Joe Biden |
President-elect Joe Biden snagged a narrow majority in this month’s elections, but what’s that worth? As the lame-duck president’s continuing legal challenges keep the transition to another administration in paperwork limbo, I start hearing chants from the left, demanding that electors honor the people’s will. Give us democracy, they demand. The people voted for Joe Biden, and Biden should become President!
My distrust of “the will of the people” comes from experience. In 1992, the first year I could legally vote, I lived in a Nebraska town so far west, we were more culturally beholden to Denver than Lincoln or Omaha. For readers too young to remember 1992 politics, that was the year Colorado passed Amendment 2, a voter-backed initiative that wrote a clause into the state constitution declaring that sexual orientation would not be a protected status for civil rights purposes.
Back before the Internet and social media carefully pre-screened everyone’s news sources, I got my world and national news in 1992 mainly from the Rocky Mountain News, a now-defunct paper. Therefore I had opportunities to witness this debate unfold in real time, but no opportunity to participate. This distant, almost god-like perspective, has influenced my opinions of what constitutes “democracy” and “justice” ever since.
The arguments regarding Amendment 2 broke down into two camps, who couldn’t resolve their differences because they weren’t speaking compatible languages. Defenders of the amendment claimed to represent democracy. The initiative passed, they repeatedly reminded the public, by six points, wide enough to be considered a “mandate.” Why, they demanded to know, can’t Colorado just honor the will of the people?
Opponents didn’t engage this argument. Rather, they insisted that the amendment was simply wrong on constitutional grounds, holding that it contravened the 14th Amendment of the U.S. Constitution, which guarantees equal protection under the law to all persons. Amendment 2, they admitted, didn’t make anti-gay discrimination mandatory; it simply held that legal protections didn’t apply to LGBT persons. And that was wrong.
Thankfully, I could watch the debate unfold with cool detachment, unable to vote in Colorado. Because I couldn’t reconcile the two arguments. Raised in a conservative household, where the political language of the Cold War remained hotly reactive, I believed in America’s two great guiding principles, Democracy and Justice. And the two seemed irreconcilably opposed in Colorado from 1992 to 1995. Until somebody said something that broke the tie.
“The will of the people in George Wallace’s Alabama was for segregation, too.”
A 1993 protest regarding Amendment 2 (source) |
This statement, in an unsigned Letter to the Editor in the Rocky Mountain News, flipped a switch for me.
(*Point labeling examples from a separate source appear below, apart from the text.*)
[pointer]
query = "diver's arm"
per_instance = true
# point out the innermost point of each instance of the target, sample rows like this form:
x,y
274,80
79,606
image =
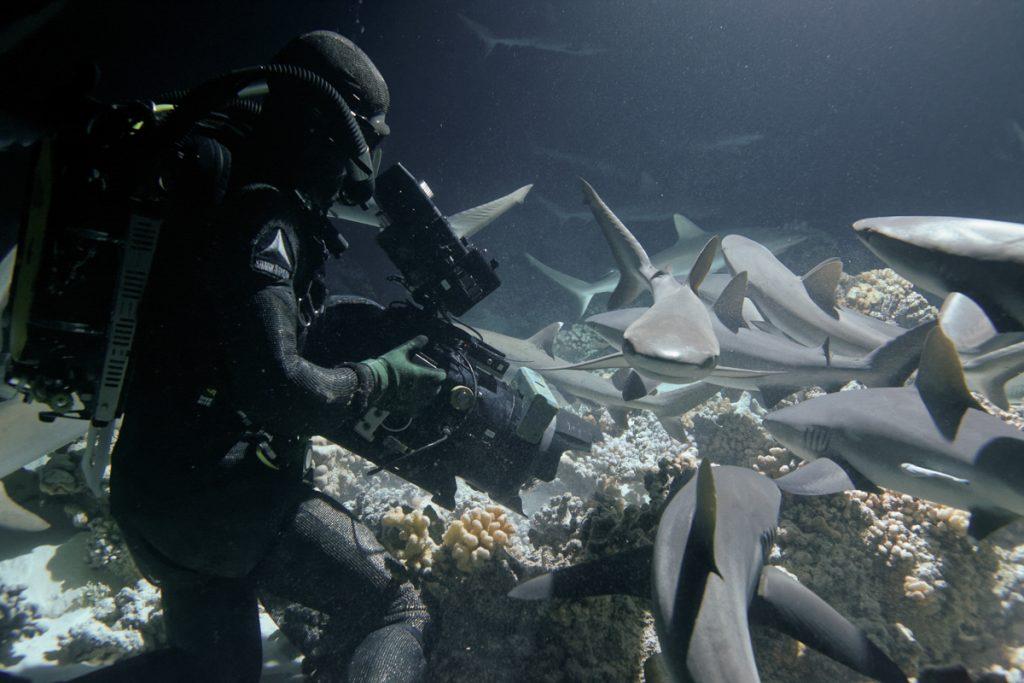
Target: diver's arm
x,y
271,381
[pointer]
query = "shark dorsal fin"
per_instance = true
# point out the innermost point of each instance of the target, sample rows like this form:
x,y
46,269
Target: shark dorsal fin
x,y
729,306
686,228
820,283
701,266
965,322
635,267
705,515
941,383
469,222
545,338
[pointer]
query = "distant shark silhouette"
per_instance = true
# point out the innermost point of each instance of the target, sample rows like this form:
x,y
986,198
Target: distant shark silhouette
x,y
492,41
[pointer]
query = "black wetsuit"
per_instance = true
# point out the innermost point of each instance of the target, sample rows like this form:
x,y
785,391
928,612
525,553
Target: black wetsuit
x,y
211,501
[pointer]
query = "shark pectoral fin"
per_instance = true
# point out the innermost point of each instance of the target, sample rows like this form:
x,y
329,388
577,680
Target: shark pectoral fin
x,y
923,472
984,521
545,339
702,264
785,604
469,222
941,384
16,518
818,477
729,306
610,360
820,283
624,573
686,229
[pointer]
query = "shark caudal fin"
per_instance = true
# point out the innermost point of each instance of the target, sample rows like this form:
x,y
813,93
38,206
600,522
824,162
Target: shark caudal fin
x,y
820,283
989,373
785,604
941,383
582,290
469,222
635,268
891,364
625,573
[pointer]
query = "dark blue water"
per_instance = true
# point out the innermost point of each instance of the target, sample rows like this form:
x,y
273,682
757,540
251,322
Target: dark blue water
x,y
847,109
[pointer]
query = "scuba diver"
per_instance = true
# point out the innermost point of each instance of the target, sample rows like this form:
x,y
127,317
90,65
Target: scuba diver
x,y
233,372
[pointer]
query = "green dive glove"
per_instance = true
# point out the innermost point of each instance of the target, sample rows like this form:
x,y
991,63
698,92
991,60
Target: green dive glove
x,y
402,385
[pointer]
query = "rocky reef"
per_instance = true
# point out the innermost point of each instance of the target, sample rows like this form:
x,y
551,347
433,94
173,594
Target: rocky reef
x,y
901,568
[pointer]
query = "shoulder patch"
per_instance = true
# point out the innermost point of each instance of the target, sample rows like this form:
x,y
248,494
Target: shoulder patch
x,y
272,254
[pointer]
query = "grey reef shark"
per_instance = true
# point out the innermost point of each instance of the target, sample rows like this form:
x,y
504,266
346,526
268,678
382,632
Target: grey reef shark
x,y
464,224
777,367
492,41
672,341
931,440
983,259
690,239
707,579
536,353
804,308
990,358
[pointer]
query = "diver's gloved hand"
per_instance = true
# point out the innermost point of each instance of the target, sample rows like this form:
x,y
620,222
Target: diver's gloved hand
x,y
401,384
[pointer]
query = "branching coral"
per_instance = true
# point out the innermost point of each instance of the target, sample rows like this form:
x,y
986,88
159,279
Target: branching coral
x,y
473,538
417,549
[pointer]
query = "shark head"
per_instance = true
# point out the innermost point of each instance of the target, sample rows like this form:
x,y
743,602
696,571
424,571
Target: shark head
x,y
901,243
802,429
669,342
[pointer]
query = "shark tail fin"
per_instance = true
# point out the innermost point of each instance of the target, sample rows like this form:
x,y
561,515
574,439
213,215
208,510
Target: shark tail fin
x,y
784,603
893,363
941,383
469,222
624,573
545,338
582,290
700,545
701,266
820,283
634,264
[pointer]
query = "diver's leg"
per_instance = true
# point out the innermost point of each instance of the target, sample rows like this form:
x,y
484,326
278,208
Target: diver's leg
x,y
215,623
327,560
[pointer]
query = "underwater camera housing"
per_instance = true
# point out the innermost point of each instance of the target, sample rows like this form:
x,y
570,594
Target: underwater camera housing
x,y
498,430
440,269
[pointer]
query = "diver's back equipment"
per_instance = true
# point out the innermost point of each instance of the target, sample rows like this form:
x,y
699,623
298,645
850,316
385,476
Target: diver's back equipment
x,y
100,191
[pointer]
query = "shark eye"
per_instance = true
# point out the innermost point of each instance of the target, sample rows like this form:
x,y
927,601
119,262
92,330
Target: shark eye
x,y
816,439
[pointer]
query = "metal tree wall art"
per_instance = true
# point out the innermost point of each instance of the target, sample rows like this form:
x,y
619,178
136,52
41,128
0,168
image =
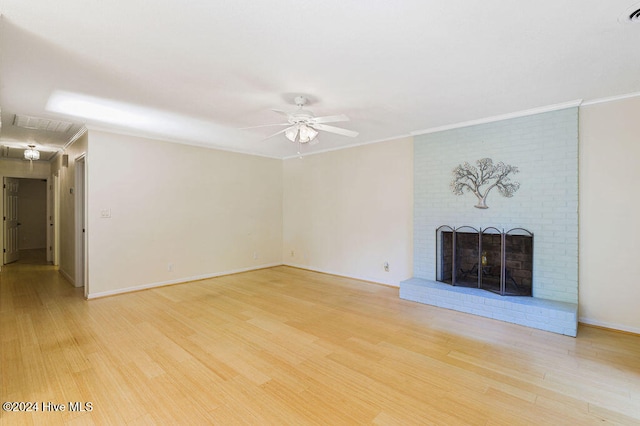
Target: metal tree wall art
x,y
482,179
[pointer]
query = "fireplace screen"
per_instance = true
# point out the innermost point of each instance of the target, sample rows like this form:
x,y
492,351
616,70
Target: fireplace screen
x,y
489,259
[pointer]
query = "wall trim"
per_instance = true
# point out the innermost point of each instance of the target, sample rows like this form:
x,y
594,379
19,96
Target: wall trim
x,y
517,114
609,325
182,280
338,274
67,277
611,99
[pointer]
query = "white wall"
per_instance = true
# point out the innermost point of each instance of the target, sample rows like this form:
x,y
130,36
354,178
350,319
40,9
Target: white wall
x,y
609,221
348,212
199,212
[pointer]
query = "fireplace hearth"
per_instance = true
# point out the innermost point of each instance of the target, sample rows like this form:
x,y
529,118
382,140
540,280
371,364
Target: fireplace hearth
x,y
487,258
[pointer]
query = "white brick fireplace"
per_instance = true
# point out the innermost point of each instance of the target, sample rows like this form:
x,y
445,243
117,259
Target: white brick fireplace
x,y
544,147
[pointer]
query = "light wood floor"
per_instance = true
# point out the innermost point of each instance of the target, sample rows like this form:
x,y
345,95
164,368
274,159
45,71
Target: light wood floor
x,y
288,346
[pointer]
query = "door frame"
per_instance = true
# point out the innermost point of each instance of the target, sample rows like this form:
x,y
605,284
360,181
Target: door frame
x,y
81,231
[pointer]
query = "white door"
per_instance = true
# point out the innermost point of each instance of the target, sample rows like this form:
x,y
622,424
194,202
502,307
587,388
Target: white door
x,y
11,224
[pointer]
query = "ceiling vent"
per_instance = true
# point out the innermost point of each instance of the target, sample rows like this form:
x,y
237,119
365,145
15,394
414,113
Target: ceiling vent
x,y
36,123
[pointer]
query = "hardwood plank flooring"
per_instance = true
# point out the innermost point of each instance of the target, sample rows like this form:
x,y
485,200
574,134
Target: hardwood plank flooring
x,y
289,346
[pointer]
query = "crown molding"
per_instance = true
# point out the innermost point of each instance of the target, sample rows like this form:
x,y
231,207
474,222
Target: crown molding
x,y
517,114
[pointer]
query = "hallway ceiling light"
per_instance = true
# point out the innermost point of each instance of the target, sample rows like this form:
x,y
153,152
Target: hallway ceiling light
x,y
31,153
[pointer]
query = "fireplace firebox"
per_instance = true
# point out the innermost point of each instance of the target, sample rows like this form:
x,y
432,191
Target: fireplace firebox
x,y
486,258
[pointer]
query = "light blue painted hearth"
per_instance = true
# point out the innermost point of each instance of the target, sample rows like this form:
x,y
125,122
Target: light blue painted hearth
x,y
548,315
545,149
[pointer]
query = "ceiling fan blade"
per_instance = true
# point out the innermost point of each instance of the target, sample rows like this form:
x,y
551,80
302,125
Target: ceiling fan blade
x,y
277,133
279,111
331,119
337,130
264,125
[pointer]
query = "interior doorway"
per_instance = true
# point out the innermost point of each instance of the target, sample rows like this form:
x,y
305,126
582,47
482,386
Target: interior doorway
x,y
25,209
81,224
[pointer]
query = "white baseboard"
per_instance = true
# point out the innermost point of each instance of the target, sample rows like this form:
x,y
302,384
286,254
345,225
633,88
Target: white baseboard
x,y
613,326
341,274
67,277
176,281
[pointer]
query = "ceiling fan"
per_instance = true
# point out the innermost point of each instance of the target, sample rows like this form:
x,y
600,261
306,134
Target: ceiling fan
x,y
303,126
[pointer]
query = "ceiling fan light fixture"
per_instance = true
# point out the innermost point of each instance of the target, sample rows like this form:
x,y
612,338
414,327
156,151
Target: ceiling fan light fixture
x,y
31,153
307,134
291,133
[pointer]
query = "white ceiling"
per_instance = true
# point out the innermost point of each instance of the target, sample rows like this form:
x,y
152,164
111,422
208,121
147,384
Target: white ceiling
x,y
196,71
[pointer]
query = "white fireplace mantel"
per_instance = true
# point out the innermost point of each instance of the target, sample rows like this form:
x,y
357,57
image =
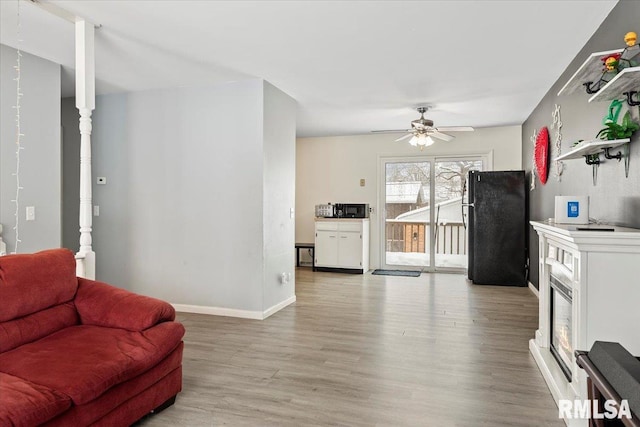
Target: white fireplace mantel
x,y
604,270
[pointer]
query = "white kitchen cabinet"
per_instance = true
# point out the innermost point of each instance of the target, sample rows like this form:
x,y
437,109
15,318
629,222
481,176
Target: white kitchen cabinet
x,y
342,244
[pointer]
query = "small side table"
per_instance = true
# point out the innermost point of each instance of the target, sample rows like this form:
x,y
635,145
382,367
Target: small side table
x,y
311,246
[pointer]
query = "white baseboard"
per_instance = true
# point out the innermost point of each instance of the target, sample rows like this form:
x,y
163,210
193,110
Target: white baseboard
x,y
274,309
232,312
533,289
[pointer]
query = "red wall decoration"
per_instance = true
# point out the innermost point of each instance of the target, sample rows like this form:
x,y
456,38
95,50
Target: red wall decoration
x,y
541,153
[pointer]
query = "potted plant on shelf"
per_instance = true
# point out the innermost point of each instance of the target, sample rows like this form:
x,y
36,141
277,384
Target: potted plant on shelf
x,y
614,130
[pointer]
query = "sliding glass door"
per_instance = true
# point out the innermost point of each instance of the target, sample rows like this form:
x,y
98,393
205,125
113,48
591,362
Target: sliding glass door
x,y
422,221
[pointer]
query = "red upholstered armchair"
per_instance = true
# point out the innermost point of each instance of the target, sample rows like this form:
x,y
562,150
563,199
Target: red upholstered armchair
x,y
80,352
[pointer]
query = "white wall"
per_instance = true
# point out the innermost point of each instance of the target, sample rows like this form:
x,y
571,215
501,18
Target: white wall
x,y
183,216
40,170
279,195
329,169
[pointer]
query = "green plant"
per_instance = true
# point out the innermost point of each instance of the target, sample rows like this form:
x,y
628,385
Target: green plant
x,y
619,131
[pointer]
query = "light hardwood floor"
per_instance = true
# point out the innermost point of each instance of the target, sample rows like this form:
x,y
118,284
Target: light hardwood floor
x,y
368,350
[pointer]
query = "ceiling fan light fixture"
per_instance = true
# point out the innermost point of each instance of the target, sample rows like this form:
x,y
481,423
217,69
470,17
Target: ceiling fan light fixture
x,y
421,140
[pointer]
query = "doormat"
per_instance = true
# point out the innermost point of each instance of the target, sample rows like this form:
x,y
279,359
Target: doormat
x,y
408,273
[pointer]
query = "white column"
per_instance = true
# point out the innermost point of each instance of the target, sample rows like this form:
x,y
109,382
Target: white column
x,y
85,102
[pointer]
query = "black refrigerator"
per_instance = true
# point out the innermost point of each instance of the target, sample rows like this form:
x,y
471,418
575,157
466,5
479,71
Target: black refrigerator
x,y
497,228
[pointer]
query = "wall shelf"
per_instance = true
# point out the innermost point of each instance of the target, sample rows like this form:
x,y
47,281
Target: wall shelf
x,y
587,148
590,70
628,80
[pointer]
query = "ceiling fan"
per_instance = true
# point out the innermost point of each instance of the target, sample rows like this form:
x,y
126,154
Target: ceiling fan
x,y
422,131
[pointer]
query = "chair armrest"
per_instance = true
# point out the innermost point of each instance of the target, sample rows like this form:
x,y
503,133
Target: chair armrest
x,y
104,305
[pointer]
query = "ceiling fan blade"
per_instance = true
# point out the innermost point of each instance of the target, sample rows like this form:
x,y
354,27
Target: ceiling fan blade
x,y
404,137
442,136
392,131
456,128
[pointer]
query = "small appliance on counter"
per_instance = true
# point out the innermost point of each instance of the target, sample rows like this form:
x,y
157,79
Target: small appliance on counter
x,y
325,211
572,210
352,210
343,210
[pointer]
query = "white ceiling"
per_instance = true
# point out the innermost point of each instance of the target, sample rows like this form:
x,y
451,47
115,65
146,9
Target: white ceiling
x,y
353,66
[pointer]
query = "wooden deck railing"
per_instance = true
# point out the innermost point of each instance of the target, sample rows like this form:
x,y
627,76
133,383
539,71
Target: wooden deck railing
x,y
451,237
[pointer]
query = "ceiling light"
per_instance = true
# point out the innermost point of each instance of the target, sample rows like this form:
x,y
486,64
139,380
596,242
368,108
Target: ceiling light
x,y
421,140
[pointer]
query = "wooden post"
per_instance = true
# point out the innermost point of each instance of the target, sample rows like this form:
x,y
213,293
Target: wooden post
x,y
85,102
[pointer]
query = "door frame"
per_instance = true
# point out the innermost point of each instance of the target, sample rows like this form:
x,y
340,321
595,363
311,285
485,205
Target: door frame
x,y
487,161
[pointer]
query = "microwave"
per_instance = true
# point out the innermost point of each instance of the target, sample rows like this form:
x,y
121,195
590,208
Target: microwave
x,y
352,210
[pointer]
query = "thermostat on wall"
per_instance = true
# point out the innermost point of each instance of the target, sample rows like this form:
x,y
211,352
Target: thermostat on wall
x,y
572,209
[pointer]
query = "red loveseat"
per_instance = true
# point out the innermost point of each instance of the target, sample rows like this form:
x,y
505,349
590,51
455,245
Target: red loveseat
x,y
76,352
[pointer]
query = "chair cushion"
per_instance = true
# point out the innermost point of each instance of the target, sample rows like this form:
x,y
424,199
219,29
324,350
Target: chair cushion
x,y
28,404
33,282
84,361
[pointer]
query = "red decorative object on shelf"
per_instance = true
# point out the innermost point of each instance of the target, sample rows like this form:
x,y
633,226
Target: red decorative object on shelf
x,y
542,154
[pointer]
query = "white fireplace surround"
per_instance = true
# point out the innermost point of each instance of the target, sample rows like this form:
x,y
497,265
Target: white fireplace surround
x,y
604,267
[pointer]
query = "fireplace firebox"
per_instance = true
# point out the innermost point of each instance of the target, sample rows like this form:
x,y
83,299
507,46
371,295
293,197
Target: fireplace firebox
x,y
561,322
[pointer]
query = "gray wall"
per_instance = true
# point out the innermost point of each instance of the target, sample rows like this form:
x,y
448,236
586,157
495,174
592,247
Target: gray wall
x,y
40,172
614,199
182,214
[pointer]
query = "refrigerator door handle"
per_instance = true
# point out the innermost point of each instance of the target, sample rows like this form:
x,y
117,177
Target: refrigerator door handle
x,y
465,205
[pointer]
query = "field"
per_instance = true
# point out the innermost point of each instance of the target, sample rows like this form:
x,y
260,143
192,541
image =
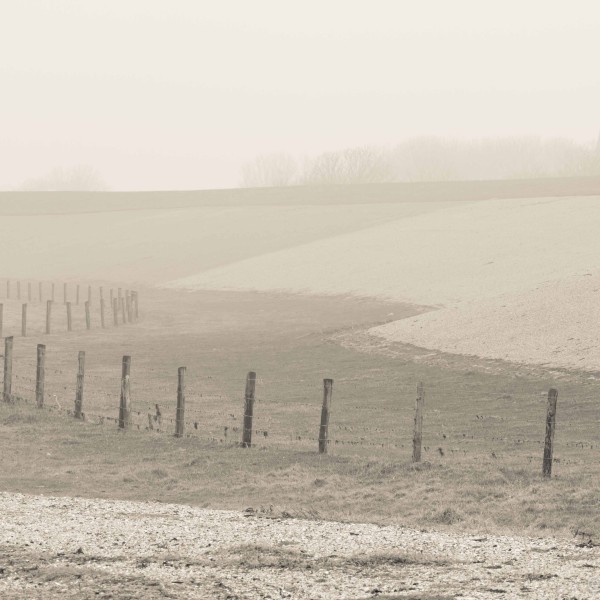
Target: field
x,y
484,417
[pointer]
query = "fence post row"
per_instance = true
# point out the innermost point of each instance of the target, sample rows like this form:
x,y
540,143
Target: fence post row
x,y
7,392
418,428
180,415
248,409
549,441
325,412
125,404
40,375
79,388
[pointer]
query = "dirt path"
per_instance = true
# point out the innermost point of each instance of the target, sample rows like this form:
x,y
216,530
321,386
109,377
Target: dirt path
x,y
80,548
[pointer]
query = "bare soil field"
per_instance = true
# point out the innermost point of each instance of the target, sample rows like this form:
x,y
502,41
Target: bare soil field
x,y
484,423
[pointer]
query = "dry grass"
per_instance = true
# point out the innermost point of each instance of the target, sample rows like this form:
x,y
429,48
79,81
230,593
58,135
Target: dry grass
x,y
484,480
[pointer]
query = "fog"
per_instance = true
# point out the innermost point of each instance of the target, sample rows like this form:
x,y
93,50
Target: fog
x,y
155,95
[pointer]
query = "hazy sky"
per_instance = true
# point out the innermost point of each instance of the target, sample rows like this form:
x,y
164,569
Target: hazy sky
x,y
178,94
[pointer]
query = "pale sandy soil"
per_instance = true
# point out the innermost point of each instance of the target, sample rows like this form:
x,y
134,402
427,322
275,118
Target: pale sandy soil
x,y
80,548
513,279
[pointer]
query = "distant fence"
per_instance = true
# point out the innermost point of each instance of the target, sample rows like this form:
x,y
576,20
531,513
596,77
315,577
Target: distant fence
x,y
238,418
34,307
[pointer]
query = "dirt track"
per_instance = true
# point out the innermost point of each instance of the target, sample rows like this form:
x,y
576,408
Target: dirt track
x,y
80,548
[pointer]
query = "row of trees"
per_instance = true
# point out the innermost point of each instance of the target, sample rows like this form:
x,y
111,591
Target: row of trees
x,y
429,159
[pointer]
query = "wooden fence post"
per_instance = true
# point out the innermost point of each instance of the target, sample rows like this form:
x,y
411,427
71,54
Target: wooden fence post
x,y
40,375
125,405
550,422
418,428
248,409
79,388
7,394
325,412
180,415
48,315
24,320
102,323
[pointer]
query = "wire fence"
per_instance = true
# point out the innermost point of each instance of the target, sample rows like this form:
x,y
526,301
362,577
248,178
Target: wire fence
x,y
368,416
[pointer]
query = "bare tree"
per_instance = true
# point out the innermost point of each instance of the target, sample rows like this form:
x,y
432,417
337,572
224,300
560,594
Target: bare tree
x,y
80,178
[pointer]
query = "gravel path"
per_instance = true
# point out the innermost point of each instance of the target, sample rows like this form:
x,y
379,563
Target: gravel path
x,y
80,548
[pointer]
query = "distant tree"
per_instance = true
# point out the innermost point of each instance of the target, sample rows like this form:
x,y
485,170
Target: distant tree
x,y
80,178
363,164
270,170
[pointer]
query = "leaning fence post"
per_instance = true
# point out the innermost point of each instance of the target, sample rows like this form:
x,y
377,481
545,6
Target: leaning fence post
x,y
40,375
418,428
24,320
7,394
48,315
125,405
550,423
248,409
325,411
79,389
102,323
180,415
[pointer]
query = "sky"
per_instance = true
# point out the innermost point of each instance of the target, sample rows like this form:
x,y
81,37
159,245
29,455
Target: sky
x,y
180,94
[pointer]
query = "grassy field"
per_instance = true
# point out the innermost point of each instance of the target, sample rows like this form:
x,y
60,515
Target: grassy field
x,y
483,432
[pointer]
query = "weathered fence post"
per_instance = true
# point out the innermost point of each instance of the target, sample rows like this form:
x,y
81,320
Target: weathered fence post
x,y
24,320
79,388
550,422
180,415
418,428
248,409
102,323
7,395
40,375
125,405
48,315
325,412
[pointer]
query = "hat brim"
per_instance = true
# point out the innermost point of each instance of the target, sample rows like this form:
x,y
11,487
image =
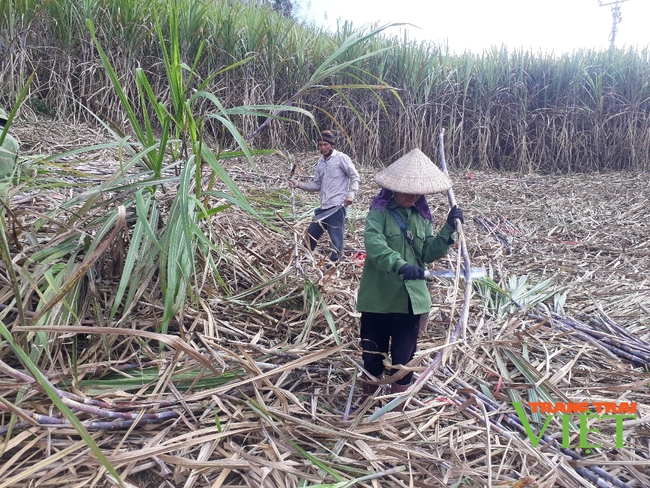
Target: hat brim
x,y
414,174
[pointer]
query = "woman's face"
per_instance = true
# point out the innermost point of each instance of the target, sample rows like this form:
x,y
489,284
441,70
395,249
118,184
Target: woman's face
x,y
405,199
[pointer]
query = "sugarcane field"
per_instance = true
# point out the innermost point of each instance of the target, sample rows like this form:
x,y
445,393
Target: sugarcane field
x,y
164,322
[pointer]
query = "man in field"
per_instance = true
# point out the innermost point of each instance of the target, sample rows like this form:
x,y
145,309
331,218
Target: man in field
x,y
337,181
8,157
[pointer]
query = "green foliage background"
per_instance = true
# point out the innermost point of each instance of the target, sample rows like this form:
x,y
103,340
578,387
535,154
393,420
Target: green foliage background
x,y
521,111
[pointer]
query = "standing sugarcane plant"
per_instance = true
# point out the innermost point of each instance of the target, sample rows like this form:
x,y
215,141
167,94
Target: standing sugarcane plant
x,y
181,238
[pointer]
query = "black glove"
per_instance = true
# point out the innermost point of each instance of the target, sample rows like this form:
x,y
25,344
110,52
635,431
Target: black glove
x,y
455,213
411,272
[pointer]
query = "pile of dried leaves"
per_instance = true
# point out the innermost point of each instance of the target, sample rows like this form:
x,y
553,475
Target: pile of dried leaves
x,y
259,388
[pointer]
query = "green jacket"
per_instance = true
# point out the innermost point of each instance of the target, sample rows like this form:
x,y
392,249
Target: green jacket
x,y
8,158
382,290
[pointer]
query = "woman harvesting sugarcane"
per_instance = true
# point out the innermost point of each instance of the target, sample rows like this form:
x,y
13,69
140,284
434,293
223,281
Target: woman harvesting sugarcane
x,y
399,241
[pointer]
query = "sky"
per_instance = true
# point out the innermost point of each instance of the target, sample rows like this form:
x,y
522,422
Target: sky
x,y
552,26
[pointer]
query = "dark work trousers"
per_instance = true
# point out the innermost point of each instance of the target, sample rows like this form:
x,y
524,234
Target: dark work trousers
x,y
379,330
335,227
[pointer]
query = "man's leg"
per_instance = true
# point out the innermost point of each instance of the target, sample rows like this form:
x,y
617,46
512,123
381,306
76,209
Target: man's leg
x,y
336,230
314,231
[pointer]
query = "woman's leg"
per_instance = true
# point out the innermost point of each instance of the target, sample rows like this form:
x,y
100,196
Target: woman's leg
x,y
335,225
404,341
375,336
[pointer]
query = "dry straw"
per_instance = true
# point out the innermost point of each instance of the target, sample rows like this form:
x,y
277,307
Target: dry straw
x,y
276,415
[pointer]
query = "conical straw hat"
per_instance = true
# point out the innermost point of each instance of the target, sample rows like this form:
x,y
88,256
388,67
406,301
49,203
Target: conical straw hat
x,y
415,174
I realized, in ways I hadn’t before, that Democracy is only a second-tier moral good. The will of the people only matters when it promotes justice. Sadly, history—and not just American history—teems with evidence that democracy doesn’t necessarily honor justice. The people’s will can bend toward iniquity.
Conservative writers love observing that the word “democracy” doesn’t appear in the Constitution. That’s because America’s Founders distrusted democracy, which, as classically educated aristocrats, they associated with ancient Greek city-states. Early Greek democracies were little better than well-organized street gangs, ruled by whimsy. That, I realized, had happened in Wallace’s Alabama, and in 1992 Colorado.
Amendment 2 became a benchmark in LGBT rights, the first sexuality case to reach the U.S. Supreme Court, in 1995. In an unusual 6-3 ruling, the court sided with the 14th Amendment argument, holding that the popular will comes second. The people cannot vote for discrimination, bias, or exclusion; justice, to exist, must include all Americans. Though courts and legislatures have wavered in practice, this principle remains definitively American.
Watching the current debacle, it appears the sides have reversed. Progressives, eager to dispatch the lame duck, shout: “We won, it’s over, move on.” Conservatives want to prolong the debate with claims, mostly debunked, of widespread injustice. The ramifications of this reversal are weird and bleak, with conservatives promising to uphold justice by demolishing democracy, which hardly seems a reasonable compromise. But still.
The unintended consequence here, is that Democrats are relinquishing the argument from justice, while Republicans redefine “justice” by keeping specious claims alive long enough to seem reasonable. Both sides are making themselves weaker by failing to engage the debate. Those who already fundamentally agree with one side, have no reason to change their minds, because the other side keeps talking past them.
We teach children daily that America is a country of “liberty and justice for all.” It’s time we start acting like one.